Some of the Burton boots have asymmetrical flex. The medial side is more forgiving than the outside around the upper cuff.

I tried the autocant on their bindings. Excellent. More companies should do something like this so we don't have to fiddle around with different inserts.

My only concern is longevity because of the softer EVA on the instep. I'm thinking it might get compressed after a while forcing you to have one permanent cant rather than the adjusting cant quality of it when it's new.

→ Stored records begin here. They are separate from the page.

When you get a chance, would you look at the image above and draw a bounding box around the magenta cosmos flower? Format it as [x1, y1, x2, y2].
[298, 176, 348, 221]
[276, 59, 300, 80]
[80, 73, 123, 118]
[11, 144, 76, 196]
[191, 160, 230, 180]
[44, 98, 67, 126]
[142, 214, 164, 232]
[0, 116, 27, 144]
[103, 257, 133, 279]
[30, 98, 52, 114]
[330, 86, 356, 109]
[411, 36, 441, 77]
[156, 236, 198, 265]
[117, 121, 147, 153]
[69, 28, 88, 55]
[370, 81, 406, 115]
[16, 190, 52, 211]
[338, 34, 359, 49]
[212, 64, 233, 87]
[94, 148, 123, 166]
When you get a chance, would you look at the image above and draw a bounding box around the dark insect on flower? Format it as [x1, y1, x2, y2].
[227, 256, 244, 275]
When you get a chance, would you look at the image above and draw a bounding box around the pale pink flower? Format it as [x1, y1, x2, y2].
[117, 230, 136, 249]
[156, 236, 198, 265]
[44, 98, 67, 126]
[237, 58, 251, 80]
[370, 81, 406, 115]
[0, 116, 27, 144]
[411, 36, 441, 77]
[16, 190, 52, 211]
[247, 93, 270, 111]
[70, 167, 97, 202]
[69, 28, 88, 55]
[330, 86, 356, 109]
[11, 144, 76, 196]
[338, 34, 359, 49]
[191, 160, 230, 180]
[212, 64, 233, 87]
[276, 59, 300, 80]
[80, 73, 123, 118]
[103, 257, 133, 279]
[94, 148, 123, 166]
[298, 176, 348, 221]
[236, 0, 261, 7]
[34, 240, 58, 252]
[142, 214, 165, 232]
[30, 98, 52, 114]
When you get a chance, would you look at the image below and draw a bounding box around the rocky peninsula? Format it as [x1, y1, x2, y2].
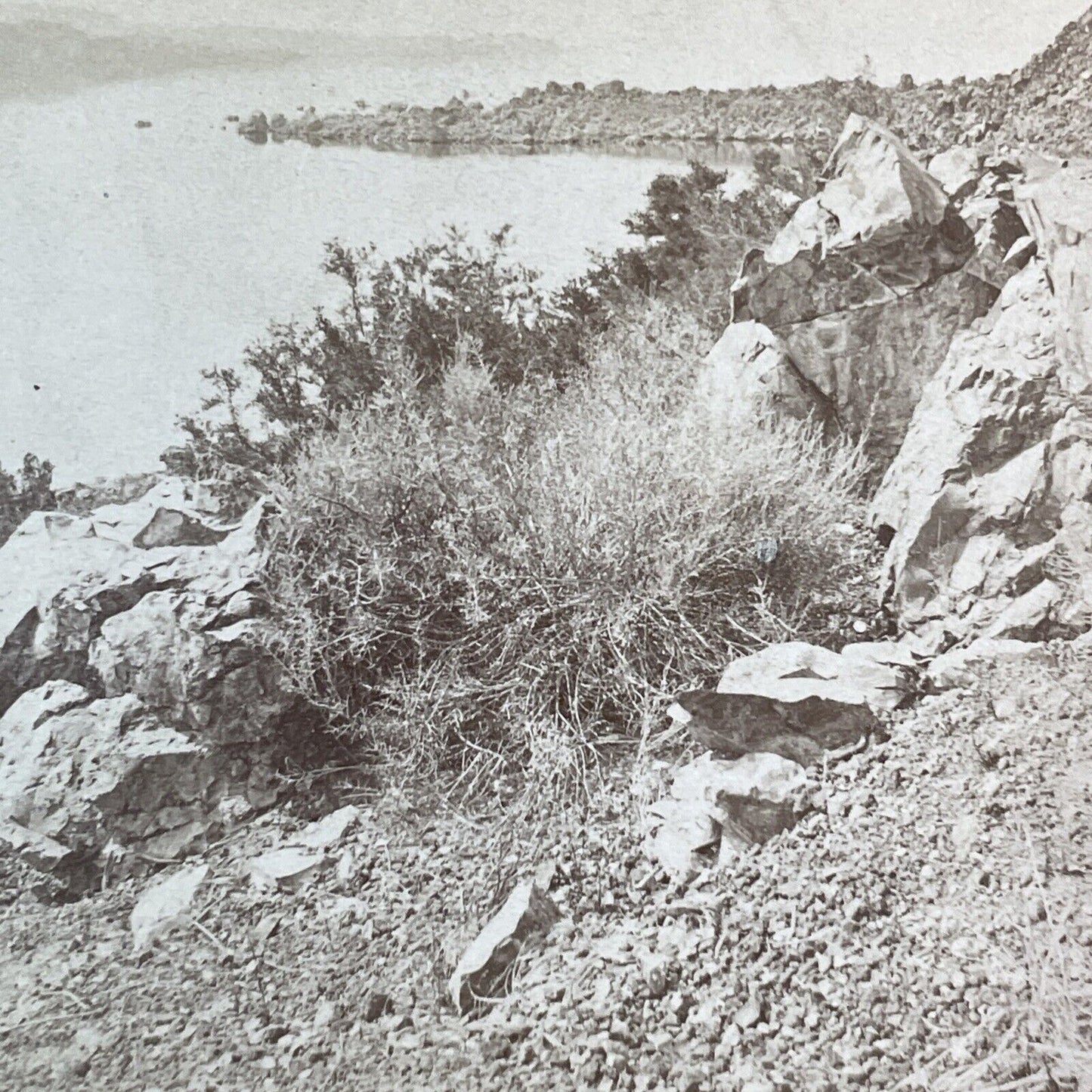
[239, 9, 1092, 155]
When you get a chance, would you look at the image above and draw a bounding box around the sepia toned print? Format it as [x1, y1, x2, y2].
[0, 0, 1092, 1092]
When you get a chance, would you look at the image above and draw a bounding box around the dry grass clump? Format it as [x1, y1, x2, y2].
[264, 310, 862, 782]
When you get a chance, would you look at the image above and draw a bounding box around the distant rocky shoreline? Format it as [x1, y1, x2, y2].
[239, 14, 1092, 155]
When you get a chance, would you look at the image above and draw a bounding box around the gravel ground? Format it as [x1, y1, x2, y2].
[0, 645, 1092, 1092]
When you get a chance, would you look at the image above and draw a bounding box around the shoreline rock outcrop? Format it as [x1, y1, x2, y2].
[239, 11, 1092, 155]
[0, 479, 297, 886]
[710, 116, 1013, 466]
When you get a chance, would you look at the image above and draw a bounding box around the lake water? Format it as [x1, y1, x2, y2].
[0, 60, 749, 483]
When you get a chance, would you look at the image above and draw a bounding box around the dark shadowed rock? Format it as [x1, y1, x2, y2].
[449, 880, 561, 1013]
[670, 679, 877, 766]
[0, 481, 296, 883]
[0, 684, 230, 884]
[871, 258, 1092, 651]
[930, 144, 983, 201]
[733, 115, 996, 463]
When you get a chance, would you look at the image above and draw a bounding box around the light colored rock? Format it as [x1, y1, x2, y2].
[292, 804, 360, 849]
[733, 116, 997, 466]
[648, 753, 807, 876]
[1014, 159, 1092, 384]
[648, 797, 721, 876]
[0, 481, 288, 737]
[716, 641, 916, 712]
[925, 636, 1046, 691]
[667, 678, 877, 766]
[0, 478, 295, 883]
[702, 322, 831, 424]
[871, 260, 1092, 648]
[928, 144, 982, 201]
[129, 865, 209, 951]
[88, 586, 292, 744]
[247, 845, 326, 891]
[962, 198, 1031, 290]
[449, 880, 561, 1013]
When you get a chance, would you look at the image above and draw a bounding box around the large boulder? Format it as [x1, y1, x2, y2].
[871, 260, 1092, 651]
[1016, 159, 1092, 391]
[733, 115, 997, 463]
[0, 481, 296, 883]
[0, 682, 232, 888]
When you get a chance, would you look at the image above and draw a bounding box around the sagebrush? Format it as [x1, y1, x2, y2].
[259, 310, 862, 786]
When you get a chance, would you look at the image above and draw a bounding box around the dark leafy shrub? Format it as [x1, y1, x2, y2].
[584, 156, 810, 333]
[181, 228, 599, 474]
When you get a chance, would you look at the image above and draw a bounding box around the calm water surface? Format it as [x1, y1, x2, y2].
[0, 63, 748, 481]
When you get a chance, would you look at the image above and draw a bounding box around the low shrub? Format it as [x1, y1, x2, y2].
[0, 454, 57, 546]
[259, 308, 862, 786]
[584, 155, 814, 333]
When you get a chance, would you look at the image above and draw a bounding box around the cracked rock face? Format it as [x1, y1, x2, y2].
[871, 249, 1092, 651]
[0, 682, 230, 888]
[0, 479, 295, 886]
[714, 115, 1008, 464]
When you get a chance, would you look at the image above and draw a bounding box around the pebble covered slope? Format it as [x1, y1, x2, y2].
[0, 645, 1092, 1092]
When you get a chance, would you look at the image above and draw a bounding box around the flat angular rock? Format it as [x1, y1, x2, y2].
[704, 322, 832, 422]
[133, 508, 228, 549]
[292, 804, 360, 849]
[928, 144, 983, 201]
[0, 682, 228, 883]
[648, 753, 807, 876]
[449, 880, 561, 1013]
[247, 846, 326, 891]
[925, 636, 1047, 691]
[129, 865, 209, 951]
[716, 641, 916, 712]
[1014, 159, 1092, 384]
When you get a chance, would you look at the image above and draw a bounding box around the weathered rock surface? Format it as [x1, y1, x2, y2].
[873, 255, 1092, 651]
[668, 641, 917, 766]
[648, 753, 807, 874]
[925, 636, 1047, 692]
[0, 684, 228, 886]
[928, 144, 983, 201]
[716, 641, 917, 712]
[449, 880, 561, 1013]
[1016, 159, 1092, 382]
[733, 116, 1004, 463]
[702, 322, 834, 422]
[668, 642, 886, 766]
[0, 479, 295, 883]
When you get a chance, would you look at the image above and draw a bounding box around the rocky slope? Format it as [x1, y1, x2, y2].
[6, 32, 1092, 1092]
[239, 11, 1092, 155]
[0, 645, 1092, 1092]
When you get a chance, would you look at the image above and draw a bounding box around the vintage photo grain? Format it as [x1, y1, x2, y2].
[0, 0, 1092, 1092]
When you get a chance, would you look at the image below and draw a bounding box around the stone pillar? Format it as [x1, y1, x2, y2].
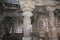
[20, 0, 35, 40]
[47, 6, 57, 40]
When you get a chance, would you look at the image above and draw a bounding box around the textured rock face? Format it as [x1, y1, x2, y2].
[20, 0, 35, 40]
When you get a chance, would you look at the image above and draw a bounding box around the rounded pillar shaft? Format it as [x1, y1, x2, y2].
[47, 6, 57, 40]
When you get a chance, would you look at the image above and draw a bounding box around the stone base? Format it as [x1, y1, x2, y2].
[22, 36, 32, 40]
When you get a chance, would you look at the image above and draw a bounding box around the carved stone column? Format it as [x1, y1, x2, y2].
[20, 0, 35, 40]
[47, 6, 57, 40]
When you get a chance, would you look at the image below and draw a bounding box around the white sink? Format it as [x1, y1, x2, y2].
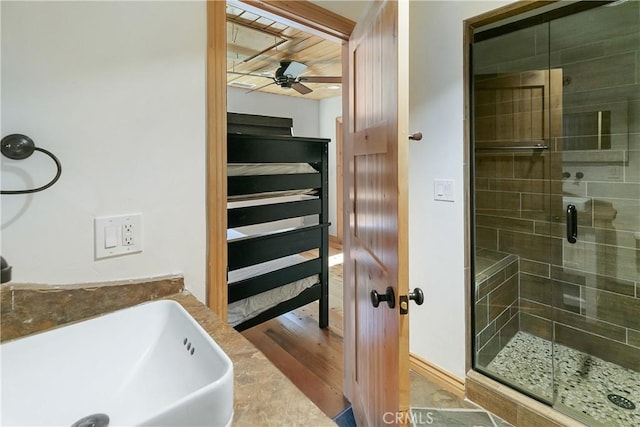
[0, 301, 233, 427]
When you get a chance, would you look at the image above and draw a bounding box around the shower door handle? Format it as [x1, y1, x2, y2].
[567, 204, 578, 243]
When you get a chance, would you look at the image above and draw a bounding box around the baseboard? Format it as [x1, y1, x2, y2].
[409, 353, 465, 398]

That's purely speculation on my part though.


----------



## Sudden_Death (Mar 23, 2011)

That does sound very cool. I have canting on one pair of my K2s and it is a really nice feature to have even without the adjustability that Burton seems to be offering.


----------



## Nivek (Jan 24, 2008)

That auto canting in the boots is not in the insoles. Its in the midsole. So its performs similar to if you had it in your bindings.

The industry should honestly move to this instead of in bindings. In bindings its too variable between body types and stances. If its in the boots it moves with you, and being variable itself makes sense as it only compresses as much as you need it too, which is exactly what Burton says. That tech explanation is dead on in my opinion. No hype there.


----------



## grafta (Dec 21, 2009)

Sounds like a good way too go.

So if your stance is narrower, the boots still work because you wouldn't be pressuring the inside edge of the boots/bindings as much, or if you have a wide stance the opposite occurs?

Ah! AutoCant, I got it... slow on the uptake today


----------



## BigmountainVMD (Oct 9, 2011)

I rode 2011 Ions for half of last season, and recently got a warranty replacement (free... oh yeah) for a 2012 pair. Just standing in the boots, I really didn't notice anything crazy going on... I assumed it would feel really weird to stand straight up and walk around, but it doesn't. I'm sure it will be a bit different while actually flexing on a board, but as far as I can tell, it is a pretty subtle bit of technology that will hopefully add to the sweetness of the slopes. Its hard to compare without riding the boots back to back though...


----------